Do you find yourself getting hoarse after practice, class, or coaching?  Does your voice become high-pitched during tense competitive situations?

Well, you're not alone. In fact, PE teachers and coaches are at risk for voice-related problems because of the circumstances in which you work. Here's some voice-related information uncovered in research performed by Cecile Reynaud, the women's volleyball coach at Florida State University

Teachers & Coaches Speak Loudly
Yup: teachers and coaches are loud talkers.
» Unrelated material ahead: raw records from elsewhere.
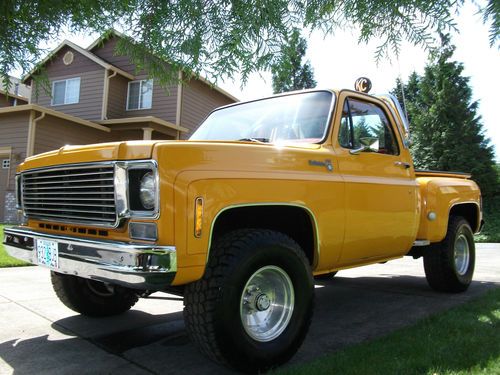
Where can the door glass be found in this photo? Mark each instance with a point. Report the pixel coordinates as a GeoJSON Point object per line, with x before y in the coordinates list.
{"type": "Point", "coordinates": [363, 123]}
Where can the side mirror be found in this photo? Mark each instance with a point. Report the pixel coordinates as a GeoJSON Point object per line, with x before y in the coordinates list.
{"type": "Point", "coordinates": [367, 144]}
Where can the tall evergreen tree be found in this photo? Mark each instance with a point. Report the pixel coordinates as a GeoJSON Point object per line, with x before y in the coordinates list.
{"type": "Point", "coordinates": [447, 133]}
{"type": "Point", "coordinates": [288, 71]}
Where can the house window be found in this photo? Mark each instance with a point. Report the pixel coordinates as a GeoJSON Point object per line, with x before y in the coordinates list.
{"type": "Point", "coordinates": [140, 94]}
{"type": "Point", "coordinates": [66, 91]}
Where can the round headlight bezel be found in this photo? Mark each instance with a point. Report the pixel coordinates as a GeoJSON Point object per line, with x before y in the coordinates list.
{"type": "Point", "coordinates": [147, 191]}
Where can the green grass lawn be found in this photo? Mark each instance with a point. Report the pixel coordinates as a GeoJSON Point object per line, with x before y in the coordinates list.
{"type": "Point", "coordinates": [463, 340]}
{"type": "Point", "coordinates": [6, 260]}
{"type": "Point", "coordinates": [491, 230]}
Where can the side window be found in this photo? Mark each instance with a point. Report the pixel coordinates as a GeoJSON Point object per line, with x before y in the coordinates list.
{"type": "Point", "coordinates": [365, 123]}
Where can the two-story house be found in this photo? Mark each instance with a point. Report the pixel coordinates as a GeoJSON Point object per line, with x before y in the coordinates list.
{"type": "Point", "coordinates": [95, 96]}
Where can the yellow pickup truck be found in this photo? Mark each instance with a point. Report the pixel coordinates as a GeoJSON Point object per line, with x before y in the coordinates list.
{"type": "Point", "coordinates": [264, 197]}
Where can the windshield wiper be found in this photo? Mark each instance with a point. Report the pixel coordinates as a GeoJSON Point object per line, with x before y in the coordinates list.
{"type": "Point", "coordinates": [256, 140]}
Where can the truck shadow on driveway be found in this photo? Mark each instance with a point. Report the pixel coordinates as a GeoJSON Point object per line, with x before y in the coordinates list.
{"type": "Point", "coordinates": [348, 311]}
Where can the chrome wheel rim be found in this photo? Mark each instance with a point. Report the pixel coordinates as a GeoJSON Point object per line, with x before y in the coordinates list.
{"type": "Point", "coordinates": [461, 254]}
{"type": "Point", "coordinates": [266, 303]}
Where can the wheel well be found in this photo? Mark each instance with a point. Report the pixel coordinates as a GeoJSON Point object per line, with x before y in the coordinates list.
{"type": "Point", "coordinates": [296, 222]}
{"type": "Point", "coordinates": [469, 211]}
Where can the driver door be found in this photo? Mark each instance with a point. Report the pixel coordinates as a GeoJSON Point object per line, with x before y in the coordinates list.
{"type": "Point", "coordinates": [381, 191]}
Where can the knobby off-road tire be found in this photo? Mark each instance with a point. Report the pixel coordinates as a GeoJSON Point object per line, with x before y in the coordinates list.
{"type": "Point", "coordinates": [449, 265]}
{"type": "Point", "coordinates": [90, 297]}
{"type": "Point", "coordinates": [251, 274]}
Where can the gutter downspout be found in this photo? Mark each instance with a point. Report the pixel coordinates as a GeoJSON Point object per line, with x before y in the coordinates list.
{"type": "Point", "coordinates": [30, 150]}
{"type": "Point", "coordinates": [179, 103]}
{"type": "Point", "coordinates": [105, 94]}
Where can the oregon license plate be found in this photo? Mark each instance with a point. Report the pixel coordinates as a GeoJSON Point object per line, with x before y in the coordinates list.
{"type": "Point", "coordinates": [47, 253]}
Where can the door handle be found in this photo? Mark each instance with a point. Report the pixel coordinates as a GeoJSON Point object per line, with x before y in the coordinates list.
{"type": "Point", "coordinates": [402, 164]}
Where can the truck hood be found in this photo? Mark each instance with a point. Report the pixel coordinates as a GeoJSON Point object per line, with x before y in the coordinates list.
{"type": "Point", "coordinates": [134, 150]}
{"type": "Point", "coordinates": [129, 150]}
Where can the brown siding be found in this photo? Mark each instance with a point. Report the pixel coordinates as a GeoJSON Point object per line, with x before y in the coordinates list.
{"type": "Point", "coordinates": [14, 133]}
{"type": "Point", "coordinates": [81, 64]}
{"type": "Point", "coordinates": [68, 133]}
{"type": "Point", "coordinates": [89, 106]}
{"type": "Point", "coordinates": [5, 101]}
{"type": "Point", "coordinates": [127, 135]}
{"type": "Point", "coordinates": [198, 100]}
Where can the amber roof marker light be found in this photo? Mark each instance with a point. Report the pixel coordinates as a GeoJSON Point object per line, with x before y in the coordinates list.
{"type": "Point", "coordinates": [363, 84]}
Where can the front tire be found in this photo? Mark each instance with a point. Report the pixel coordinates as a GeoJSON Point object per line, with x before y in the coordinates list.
{"type": "Point", "coordinates": [449, 265]}
{"type": "Point", "coordinates": [91, 297]}
{"type": "Point", "coordinates": [253, 307]}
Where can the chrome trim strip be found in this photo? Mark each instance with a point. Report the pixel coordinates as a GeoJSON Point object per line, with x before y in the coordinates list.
{"type": "Point", "coordinates": [309, 211]}
{"type": "Point", "coordinates": [138, 266]}
{"type": "Point", "coordinates": [417, 243]}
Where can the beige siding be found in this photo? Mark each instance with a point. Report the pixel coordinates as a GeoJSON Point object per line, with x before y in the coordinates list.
{"type": "Point", "coordinates": [89, 106]}
{"type": "Point", "coordinates": [164, 103]}
{"type": "Point", "coordinates": [164, 99]}
{"type": "Point", "coordinates": [14, 133]}
{"type": "Point", "coordinates": [106, 51]}
{"type": "Point", "coordinates": [68, 133]}
{"type": "Point", "coordinates": [198, 100]}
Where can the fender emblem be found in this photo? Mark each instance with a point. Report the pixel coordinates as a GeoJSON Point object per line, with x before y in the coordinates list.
{"type": "Point", "coordinates": [327, 164]}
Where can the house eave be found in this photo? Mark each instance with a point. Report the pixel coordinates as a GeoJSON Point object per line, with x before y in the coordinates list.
{"type": "Point", "coordinates": [143, 119]}
{"type": "Point", "coordinates": [51, 112]}
{"type": "Point", "coordinates": [83, 52]}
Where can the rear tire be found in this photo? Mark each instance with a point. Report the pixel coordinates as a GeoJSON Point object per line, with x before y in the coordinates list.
{"type": "Point", "coordinates": [91, 297]}
{"type": "Point", "coordinates": [253, 307]}
{"type": "Point", "coordinates": [449, 265]}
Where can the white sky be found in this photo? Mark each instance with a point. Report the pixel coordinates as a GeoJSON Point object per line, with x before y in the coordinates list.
{"type": "Point", "coordinates": [338, 60]}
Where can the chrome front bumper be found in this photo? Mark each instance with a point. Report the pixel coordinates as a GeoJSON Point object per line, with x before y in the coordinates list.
{"type": "Point", "coordinates": [138, 266]}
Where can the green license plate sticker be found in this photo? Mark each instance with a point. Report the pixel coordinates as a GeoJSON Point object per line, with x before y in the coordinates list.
{"type": "Point", "coordinates": [47, 253]}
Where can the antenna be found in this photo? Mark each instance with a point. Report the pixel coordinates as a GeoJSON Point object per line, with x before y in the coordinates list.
{"type": "Point", "coordinates": [403, 91]}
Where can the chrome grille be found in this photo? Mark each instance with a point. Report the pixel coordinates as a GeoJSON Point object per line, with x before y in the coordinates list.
{"type": "Point", "coordinates": [78, 194]}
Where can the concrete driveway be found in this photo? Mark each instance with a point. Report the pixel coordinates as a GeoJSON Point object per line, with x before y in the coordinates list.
{"type": "Point", "coordinates": [38, 335]}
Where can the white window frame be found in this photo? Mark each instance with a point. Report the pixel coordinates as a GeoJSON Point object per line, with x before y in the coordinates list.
{"type": "Point", "coordinates": [66, 101]}
{"type": "Point", "coordinates": [140, 96]}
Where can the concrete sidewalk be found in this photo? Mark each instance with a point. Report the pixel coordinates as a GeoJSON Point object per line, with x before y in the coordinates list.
{"type": "Point", "coordinates": [39, 335]}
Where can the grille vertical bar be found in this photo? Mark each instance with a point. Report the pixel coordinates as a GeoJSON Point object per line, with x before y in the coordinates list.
{"type": "Point", "coordinates": [77, 194]}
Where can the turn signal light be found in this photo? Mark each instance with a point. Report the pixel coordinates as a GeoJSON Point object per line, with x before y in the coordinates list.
{"type": "Point", "coordinates": [198, 216]}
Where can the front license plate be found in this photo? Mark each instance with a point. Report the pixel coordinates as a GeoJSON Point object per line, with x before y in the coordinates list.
{"type": "Point", "coordinates": [47, 253]}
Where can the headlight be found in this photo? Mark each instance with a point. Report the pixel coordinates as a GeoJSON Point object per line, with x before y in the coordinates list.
{"type": "Point", "coordinates": [147, 191]}
{"type": "Point", "coordinates": [143, 199]}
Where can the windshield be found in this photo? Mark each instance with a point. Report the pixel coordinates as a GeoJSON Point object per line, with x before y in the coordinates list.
{"type": "Point", "coordinates": [299, 117]}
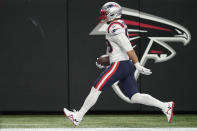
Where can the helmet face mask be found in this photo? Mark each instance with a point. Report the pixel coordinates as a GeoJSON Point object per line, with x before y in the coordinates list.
{"type": "Point", "coordinates": [109, 12]}
{"type": "Point", "coordinates": [103, 16]}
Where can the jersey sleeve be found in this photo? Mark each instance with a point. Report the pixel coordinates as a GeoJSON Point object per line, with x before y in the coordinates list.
{"type": "Point", "coordinates": [115, 28]}
{"type": "Point", "coordinates": [122, 40]}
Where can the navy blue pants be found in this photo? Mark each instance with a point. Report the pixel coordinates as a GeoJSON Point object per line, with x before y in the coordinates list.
{"type": "Point", "coordinates": [122, 71]}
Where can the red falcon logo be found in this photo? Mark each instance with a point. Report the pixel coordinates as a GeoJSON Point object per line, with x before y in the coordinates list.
{"type": "Point", "coordinates": [153, 33]}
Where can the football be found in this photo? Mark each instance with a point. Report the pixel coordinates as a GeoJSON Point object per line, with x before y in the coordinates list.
{"type": "Point", "coordinates": [103, 60]}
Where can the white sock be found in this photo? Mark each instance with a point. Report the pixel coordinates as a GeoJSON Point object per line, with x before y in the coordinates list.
{"type": "Point", "coordinates": [89, 102]}
{"type": "Point", "coordinates": [147, 100]}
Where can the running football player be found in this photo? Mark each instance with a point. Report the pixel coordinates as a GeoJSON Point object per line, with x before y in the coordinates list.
{"type": "Point", "coordinates": [123, 62]}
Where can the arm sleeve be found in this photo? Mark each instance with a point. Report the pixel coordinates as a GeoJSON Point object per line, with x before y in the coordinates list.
{"type": "Point", "coordinates": [122, 40]}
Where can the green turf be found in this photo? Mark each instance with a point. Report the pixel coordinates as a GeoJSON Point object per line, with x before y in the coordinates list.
{"type": "Point", "coordinates": [96, 121]}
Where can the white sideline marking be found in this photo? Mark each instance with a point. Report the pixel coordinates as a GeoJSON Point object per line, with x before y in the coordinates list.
{"type": "Point", "coordinates": [98, 129]}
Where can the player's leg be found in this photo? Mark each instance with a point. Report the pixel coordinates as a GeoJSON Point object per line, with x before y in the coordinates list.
{"type": "Point", "coordinates": [106, 77]}
{"type": "Point", "coordinates": [131, 90]}
{"type": "Point", "coordinates": [101, 82]}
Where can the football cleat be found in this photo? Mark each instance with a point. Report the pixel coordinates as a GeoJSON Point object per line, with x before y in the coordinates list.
{"type": "Point", "coordinates": [168, 111]}
{"type": "Point", "coordinates": [73, 116]}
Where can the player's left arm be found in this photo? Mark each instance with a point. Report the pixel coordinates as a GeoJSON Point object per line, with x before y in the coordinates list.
{"type": "Point", "coordinates": [122, 40]}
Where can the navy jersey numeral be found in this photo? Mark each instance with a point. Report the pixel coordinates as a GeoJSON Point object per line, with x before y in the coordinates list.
{"type": "Point", "coordinates": [110, 49]}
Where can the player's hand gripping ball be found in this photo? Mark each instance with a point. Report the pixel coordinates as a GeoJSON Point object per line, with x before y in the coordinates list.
{"type": "Point", "coordinates": [102, 61]}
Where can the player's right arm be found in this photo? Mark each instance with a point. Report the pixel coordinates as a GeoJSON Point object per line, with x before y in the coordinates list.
{"type": "Point", "coordinates": [122, 40]}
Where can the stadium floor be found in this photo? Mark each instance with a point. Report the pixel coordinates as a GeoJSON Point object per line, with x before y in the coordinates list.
{"type": "Point", "coordinates": [98, 121]}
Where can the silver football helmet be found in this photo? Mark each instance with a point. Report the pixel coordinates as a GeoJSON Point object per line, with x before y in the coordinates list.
{"type": "Point", "coordinates": [110, 11]}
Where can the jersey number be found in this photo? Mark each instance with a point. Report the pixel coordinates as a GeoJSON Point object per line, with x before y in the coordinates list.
{"type": "Point", "coordinates": [109, 47]}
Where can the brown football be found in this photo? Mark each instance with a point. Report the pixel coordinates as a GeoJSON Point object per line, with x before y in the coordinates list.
{"type": "Point", "coordinates": [103, 60]}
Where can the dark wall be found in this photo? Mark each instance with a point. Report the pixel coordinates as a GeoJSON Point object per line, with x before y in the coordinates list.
{"type": "Point", "coordinates": [33, 73]}
{"type": "Point", "coordinates": [48, 57]}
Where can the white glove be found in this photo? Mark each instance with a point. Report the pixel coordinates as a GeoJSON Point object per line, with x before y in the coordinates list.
{"type": "Point", "coordinates": [142, 69]}
{"type": "Point", "coordinates": [100, 66]}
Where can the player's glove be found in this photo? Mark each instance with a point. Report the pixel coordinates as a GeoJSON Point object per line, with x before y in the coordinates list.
{"type": "Point", "coordinates": [99, 65]}
{"type": "Point", "coordinates": [142, 69]}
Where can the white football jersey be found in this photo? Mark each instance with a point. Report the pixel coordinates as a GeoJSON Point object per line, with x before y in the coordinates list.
{"type": "Point", "coordinates": [117, 51]}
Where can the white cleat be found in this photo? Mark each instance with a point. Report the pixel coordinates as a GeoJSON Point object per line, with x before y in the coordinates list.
{"type": "Point", "coordinates": [72, 116]}
{"type": "Point", "coordinates": [168, 111]}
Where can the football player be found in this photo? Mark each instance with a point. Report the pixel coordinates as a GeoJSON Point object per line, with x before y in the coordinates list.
{"type": "Point", "coordinates": [123, 62]}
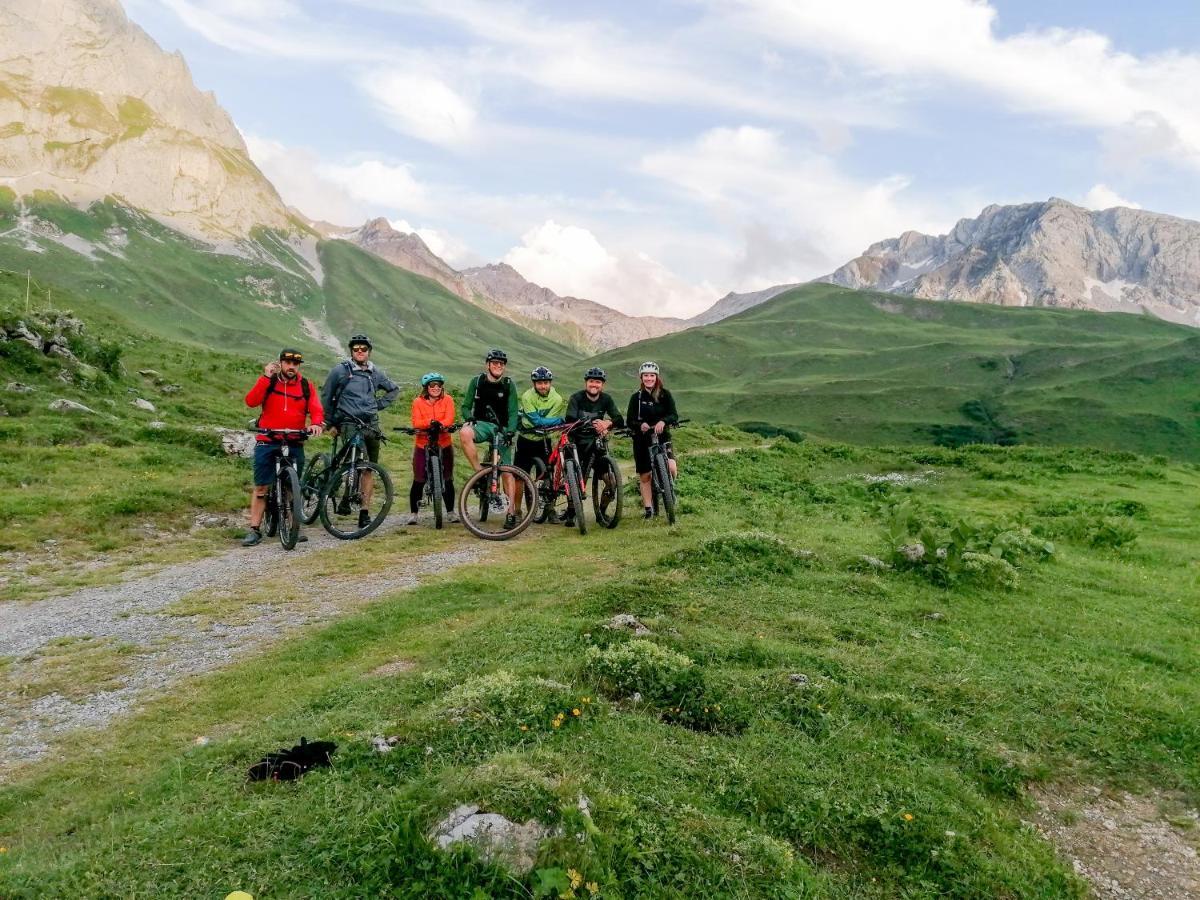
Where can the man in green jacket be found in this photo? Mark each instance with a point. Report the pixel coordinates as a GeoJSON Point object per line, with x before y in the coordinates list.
{"type": "Point", "coordinates": [539, 407]}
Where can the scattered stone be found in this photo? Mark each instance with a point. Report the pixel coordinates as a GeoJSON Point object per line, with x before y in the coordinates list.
{"type": "Point", "coordinates": [69, 406]}
{"type": "Point", "coordinates": [238, 443]}
{"type": "Point", "coordinates": [210, 520]}
{"type": "Point", "coordinates": [624, 621]}
{"type": "Point", "coordinates": [497, 839]}
{"type": "Point", "coordinates": [397, 666]}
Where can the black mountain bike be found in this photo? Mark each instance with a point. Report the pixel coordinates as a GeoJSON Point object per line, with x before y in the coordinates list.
{"type": "Point", "coordinates": [435, 479]}
{"type": "Point", "coordinates": [484, 501]}
{"type": "Point", "coordinates": [340, 497]}
{"type": "Point", "coordinates": [283, 511]}
{"type": "Point", "coordinates": [661, 484]}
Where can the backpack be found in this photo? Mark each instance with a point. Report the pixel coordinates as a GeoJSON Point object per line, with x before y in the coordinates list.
{"type": "Point", "coordinates": [305, 389]}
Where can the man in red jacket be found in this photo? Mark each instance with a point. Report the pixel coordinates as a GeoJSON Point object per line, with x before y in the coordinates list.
{"type": "Point", "coordinates": [288, 401]}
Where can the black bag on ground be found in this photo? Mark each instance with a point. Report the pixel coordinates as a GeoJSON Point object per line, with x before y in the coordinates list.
{"type": "Point", "coordinates": [289, 765]}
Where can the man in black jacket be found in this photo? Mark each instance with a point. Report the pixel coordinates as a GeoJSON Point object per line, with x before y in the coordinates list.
{"type": "Point", "coordinates": [595, 407]}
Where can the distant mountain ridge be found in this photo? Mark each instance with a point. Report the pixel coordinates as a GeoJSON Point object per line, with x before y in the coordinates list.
{"type": "Point", "coordinates": [91, 107]}
{"type": "Point", "coordinates": [1051, 253]}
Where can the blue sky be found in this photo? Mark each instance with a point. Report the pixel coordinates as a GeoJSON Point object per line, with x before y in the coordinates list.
{"type": "Point", "coordinates": [657, 155]}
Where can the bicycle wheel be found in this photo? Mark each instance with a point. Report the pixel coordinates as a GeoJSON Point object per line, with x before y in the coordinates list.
{"type": "Point", "coordinates": [575, 492]}
{"type": "Point", "coordinates": [291, 507]}
{"type": "Point", "coordinates": [606, 495]}
{"type": "Point", "coordinates": [310, 486]}
{"type": "Point", "coordinates": [495, 526]}
{"type": "Point", "coordinates": [436, 499]}
{"type": "Point", "coordinates": [666, 487]}
{"type": "Point", "coordinates": [341, 501]}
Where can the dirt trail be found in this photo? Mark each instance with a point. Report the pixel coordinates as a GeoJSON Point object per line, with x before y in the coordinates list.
{"type": "Point", "coordinates": [167, 646]}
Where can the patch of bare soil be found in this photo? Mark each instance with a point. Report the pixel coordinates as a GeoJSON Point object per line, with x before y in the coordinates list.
{"type": "Point", "coordinates": [1127, 847]}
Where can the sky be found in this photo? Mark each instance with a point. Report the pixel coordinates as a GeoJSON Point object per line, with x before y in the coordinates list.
{"type": "Point", "coordinates": [655, 155]}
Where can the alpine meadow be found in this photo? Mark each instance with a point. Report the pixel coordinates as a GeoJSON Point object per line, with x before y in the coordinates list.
{"type": "Point", "coordinates": [916, 616]}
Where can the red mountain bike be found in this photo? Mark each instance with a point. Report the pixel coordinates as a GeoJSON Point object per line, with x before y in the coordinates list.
{"type": "Point", "coordinates": [564, 483]}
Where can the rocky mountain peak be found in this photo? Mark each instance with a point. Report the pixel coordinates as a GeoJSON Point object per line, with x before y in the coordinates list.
{"type": "Point", "coordinates": [91, 107]}
{"type": "Point", "coordinates": [1045, 253]}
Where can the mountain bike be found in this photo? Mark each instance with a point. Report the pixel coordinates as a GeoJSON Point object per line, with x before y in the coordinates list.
{"type": "Point", "coordinates": [341, 499]}
{"type": "Point", "coordinates": [661, 484]}
{"type": "Point", "coordinates": [283, 511]}
{"type": "Point", "coordinates": [563, 479]}
{"type": "Point", "coordinates": [484, 502]}
{"type": "Point", "coordinates": [433, 475]}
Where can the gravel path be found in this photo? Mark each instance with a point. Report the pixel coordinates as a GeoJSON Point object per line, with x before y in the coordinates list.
{"type": "Point", "coordinates": [169, 646]}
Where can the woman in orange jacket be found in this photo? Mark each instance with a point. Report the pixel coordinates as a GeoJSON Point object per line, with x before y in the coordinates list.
{"type": "Point", "coordinates": [432, 405]}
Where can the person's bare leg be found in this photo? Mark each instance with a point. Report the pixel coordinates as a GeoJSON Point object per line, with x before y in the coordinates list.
{"type": "Point", "coordinates": [258, 504]}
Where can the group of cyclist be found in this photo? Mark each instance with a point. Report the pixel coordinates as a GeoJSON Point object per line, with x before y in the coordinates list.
{"type": "Point", "coordinates": [357, 390]}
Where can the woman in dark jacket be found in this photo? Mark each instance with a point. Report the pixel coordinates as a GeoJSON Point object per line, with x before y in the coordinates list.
{"type": "Point", "coordinates": [651, 411]}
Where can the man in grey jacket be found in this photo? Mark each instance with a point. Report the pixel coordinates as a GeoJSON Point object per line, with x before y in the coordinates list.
{"type": "Point", "coordinates": [349, 396]}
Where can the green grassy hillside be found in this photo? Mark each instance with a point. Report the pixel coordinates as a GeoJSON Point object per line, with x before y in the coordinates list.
{"type": "Point", "coordinates": [882, 369]}
{"type": "Point", "coordinates": [166, 285]}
Working in a gym situation forces you to speak over ventilation fans, bouncing balls, echoing acoustics, shouting students, and even crowd noise (if you're fortunate enough to attract a crowd for your games).

In fact, studies in voice research have shown that elementary school PE teachers spend over 50% of their teaching time speaking in a loud voice—compared to 44% for college singing students and 27% for their in-class elementary school teaching colleagues.

Tension and the High-Pitched Voice
Another problem frequently occurs during competitions. Coaches may find the pitch of their voice rising during tense competitive situations. This is a result of muscle tension. When the neck muscles become tense, the vocal cords stretch and tighten, producing a higher-pitched voice.

Even if the coach doesn't notice this change of pitch, it is often perceived by the athletes as a sign of tension and nervousness. Of course, when the coach is nervous, athletes also become nervous.

According to researchers, coaches and physical educators are at high risk for vocal problems, including nodules, polyps and contact ulcers. This is a significant occupational risk because your voice is your major teaching tool. Here are three measures you can take to protect your vocal cords:

  1. Cup your hands around your mouth when shouting instructions. This mini-megaphone actually does help project your voice, reducing the volume with which you have to shout.
  2. Rather than shouting across the length of the gym, call your team in when giving instructions.
  3. Try to use a lower voice when projecting over a distance. It spares the voice and is important in tense game situations, where a high-pitched voice is perceived as a nervous voice.

1. Cecile Reynaud (Women's Volleyball Coach, Florida State U.), “Voice analysis of a college coach: Preventing permanent damage to your vocal cords.” Coaching Volleyball, Special issue.
2. L.K. Fisher, Voice Lessons - Vocal Training for Improving your Speaking Voice, CreateSpace Independent Publishing Platform, 2013.